A balanced, liquid foliage houseplant fertilizer containing macro-nutrients should be administered to a philodendron plant once a month in the spring and summer, and every six to eight weeks during the fall and winter. However, do not be make the mistake of believing that the plant doesn’t need micronutrients as well.
Keep in mind that the philodendron is one of the fastest growing house plants in existence, meaning that if the plants leaves seem to be experiencing slow growth and small leaf sizes, it means that you are not giving the plant enough fertilizer. New leaves sprouting that are pale in comparison to older leaves are another sign that your plant isn’t receiving enough calcium and magnesium, both of which are vital micronutrients for philodendrons.
Oftentimes, the pathos plant is mistaken for a philodendron. If you’re not sure what to look for when buying a new philodendron plant, look for yellow or white splotches on the leaves - this indicates that the plant is a pathos, not a philodendron. Pathos plants are almost always much smaller, oftentimes being sold in hanging pots rather than the traditional pot that a philodendron is sold in.

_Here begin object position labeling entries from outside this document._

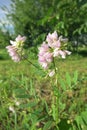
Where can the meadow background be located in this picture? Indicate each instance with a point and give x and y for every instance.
(26, 92)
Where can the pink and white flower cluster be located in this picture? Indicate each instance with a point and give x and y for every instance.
(15, 49)
(52, 47)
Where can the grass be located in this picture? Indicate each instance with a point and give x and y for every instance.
(23, 75)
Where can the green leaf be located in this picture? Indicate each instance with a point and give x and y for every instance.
(84, 116)
(48, 125)
(31, 104)
(68, 79)
(62, 83)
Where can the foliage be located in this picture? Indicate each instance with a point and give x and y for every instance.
(32, 90)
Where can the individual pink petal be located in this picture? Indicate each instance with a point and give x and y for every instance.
(51, 73)
(19, 38)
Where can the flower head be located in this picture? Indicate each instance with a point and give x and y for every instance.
(54, 46)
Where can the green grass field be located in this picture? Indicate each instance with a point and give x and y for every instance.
(24, 76)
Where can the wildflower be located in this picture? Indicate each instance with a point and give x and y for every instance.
(51, 73)
(17, 103)
(11, 109)
(13, 53)
(44, 56)
(54, 46)
(16, 48)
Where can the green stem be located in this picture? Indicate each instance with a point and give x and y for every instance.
(31, 62)
(56, 98)
(15, 120)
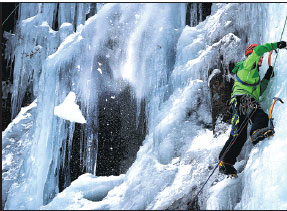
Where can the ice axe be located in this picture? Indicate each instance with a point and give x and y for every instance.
(270, 123)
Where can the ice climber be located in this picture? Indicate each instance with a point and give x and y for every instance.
(245, 98)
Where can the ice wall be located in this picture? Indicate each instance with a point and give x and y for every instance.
(119, 39)
(147, 46)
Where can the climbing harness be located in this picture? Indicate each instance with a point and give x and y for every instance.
(247, 103)
(243, 125)
(247, 84)
(10, 14)
(270, 123)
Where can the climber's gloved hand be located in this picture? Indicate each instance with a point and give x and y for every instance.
(269, 73)
(281, 44)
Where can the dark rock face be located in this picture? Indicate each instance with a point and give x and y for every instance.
(119, 136)
(220, 92)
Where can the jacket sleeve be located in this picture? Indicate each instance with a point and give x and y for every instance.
(263, 85)
(261, 49)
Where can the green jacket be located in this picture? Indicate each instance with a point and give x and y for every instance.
(247, 72)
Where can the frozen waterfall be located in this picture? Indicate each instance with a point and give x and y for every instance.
(91, 49)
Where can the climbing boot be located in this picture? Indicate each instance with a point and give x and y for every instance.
(260, 134)
(228, 169)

Ellen paced around her living room, cell phone in one hand, an old plastic watering jug for her philodendron and fiddle leaf fig plants in the other. She loved gardening, but years of severe sciatica pain had rendered her completely useless in the outdoor garden surrounding the Flanagan estate.
That area was tended to by a groundskeeping crew that visited twice weekly to manicure when it was warm out. As she waited for a response from Rosie about coming by for lunch, she noticed that her husbands laptop was sitting open on the kitchen counter. Oftentimes Terry would work from the laptop late into the night or while he sipped his morning coffee, and he must have forgotten to bring it along with him to the office on this Monday morning.
Ellen knew the password to the laptop - it was the name of their country club (Roton Point) - no spaces with a 0 and the @ sign, plus the birth year of their daughter, r@t0npoint1991. Ellen refilled the empty glass with a healthy pour of chardonnay. She set the cell phone down and then the watering jug. Taking a swig of chardonnay, she entered the password on the laptop and found that Terry’s e-mail inbox was already pulled up.
Ellen was a nosy person by nature. Years and years of gossiping with the gals at Roton Point and Noroton had shaped her into the woman that she was today, and while at first she saw nothing out of the ordinary, something told her that she should click to the second page of Terry’s inbox - just to see. She opened a thread between Rosie and Terry and began reading. The philodendrons in the living room would have to wait.